COM-406: Question about mutual information

Hello, I have a question about mutual information. My question in short is:
Does this formula hold?: I(X;Y=y)=H(X)-H(X|Y=y).

I just follow the example 2.6.1 in Cover's book. (The picture below)

By definition, I(X;Y=1) should be calculated as I(X;Y=1)=\sum_{x,y=1}p(x,y=1)log_2(\frac{p(x,y=1)}{p(x)p(y=1)})=0+\frac{3}{4}log_2(\frac{3/4}{7/8*3/4})=0.144 bit \)

If by the formula above, I(X;Y=1)=H(X)-H(X|Y=1)=H(X)=0.544 bit, which is different from 0.144 bit. So I think this formula does not hold. But why is this? It looks quite right.

Thank you.

Re: Question about mutual information

by Wenxin Pan - Sunday, 2 October 2022, 15:31

I might write the long formula again:

$I(X;Y=1)=\sum_{x,y=1}p(x,y=1)log_2(\frac{p(x,y=1)}{p(x)p(y=1)})=0+\frac{3}{4}log_2(\frac{3/4}{7/8*3/4})=0.144$

Re: Question about mutual information

by Thomas Weinberger - Monday, 3 October 2022, 11:59

Dear Wenxin,

The issue with your calculations is that mutual information is only defined between two random variables (side note: there also exist extensions of MI for >2 RVs, and/or conditioned on RVs).

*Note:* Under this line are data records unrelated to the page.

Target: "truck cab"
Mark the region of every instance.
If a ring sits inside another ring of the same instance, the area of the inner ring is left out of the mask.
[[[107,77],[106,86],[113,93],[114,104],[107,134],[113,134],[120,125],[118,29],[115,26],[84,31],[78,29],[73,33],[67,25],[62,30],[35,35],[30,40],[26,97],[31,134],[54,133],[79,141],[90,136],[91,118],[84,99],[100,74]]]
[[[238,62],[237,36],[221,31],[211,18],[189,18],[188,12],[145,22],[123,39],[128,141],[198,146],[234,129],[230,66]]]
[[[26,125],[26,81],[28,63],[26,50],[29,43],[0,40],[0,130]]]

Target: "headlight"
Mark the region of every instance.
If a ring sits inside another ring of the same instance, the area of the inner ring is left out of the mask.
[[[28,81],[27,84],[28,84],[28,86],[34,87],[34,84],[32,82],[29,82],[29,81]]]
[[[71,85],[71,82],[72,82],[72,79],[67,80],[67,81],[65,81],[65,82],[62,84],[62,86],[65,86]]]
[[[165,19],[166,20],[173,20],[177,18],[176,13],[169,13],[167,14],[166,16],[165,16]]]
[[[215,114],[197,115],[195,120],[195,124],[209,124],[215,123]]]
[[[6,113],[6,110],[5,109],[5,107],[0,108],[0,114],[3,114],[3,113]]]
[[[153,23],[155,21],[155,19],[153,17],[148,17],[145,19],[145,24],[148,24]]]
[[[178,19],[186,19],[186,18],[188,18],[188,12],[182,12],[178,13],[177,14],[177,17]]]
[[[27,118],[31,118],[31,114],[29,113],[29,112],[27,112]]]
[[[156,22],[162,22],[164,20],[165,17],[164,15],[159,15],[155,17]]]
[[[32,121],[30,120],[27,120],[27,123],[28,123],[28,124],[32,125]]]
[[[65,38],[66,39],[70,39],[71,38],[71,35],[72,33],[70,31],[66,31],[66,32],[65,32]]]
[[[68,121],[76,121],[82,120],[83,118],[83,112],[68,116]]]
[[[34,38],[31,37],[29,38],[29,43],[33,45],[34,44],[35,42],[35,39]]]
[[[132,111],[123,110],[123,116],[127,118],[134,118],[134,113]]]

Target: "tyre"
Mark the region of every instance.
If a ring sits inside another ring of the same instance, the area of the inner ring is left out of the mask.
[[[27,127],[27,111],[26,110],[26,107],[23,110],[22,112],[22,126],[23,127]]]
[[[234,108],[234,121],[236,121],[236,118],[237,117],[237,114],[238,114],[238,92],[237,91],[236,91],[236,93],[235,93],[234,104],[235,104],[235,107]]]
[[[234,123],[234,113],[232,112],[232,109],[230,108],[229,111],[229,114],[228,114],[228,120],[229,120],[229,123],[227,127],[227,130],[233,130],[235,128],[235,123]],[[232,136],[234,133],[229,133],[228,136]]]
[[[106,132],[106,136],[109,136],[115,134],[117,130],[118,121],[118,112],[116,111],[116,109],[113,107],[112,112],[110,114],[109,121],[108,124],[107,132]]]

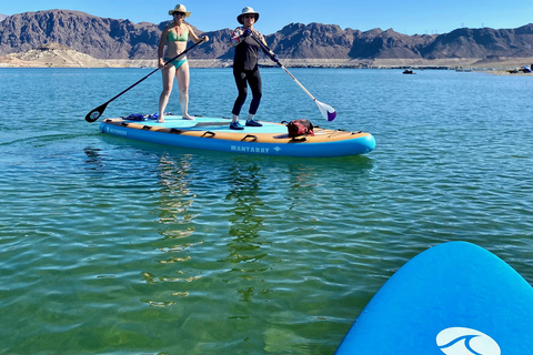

You are however trying to calculate the mutual information between a random variable X and an event

$\{Y=1\}$ , which is ill-defined. Moreover, what you actually calculate on the right-hand side of your reply is the mutual information between

$X$ and a constant random variable

$Y$ which is always

$1$ . Obviously this is not the same

$Y$ as defined in your table above, hence you get inconsistent results.

Hope this helps.

Best,
Thomas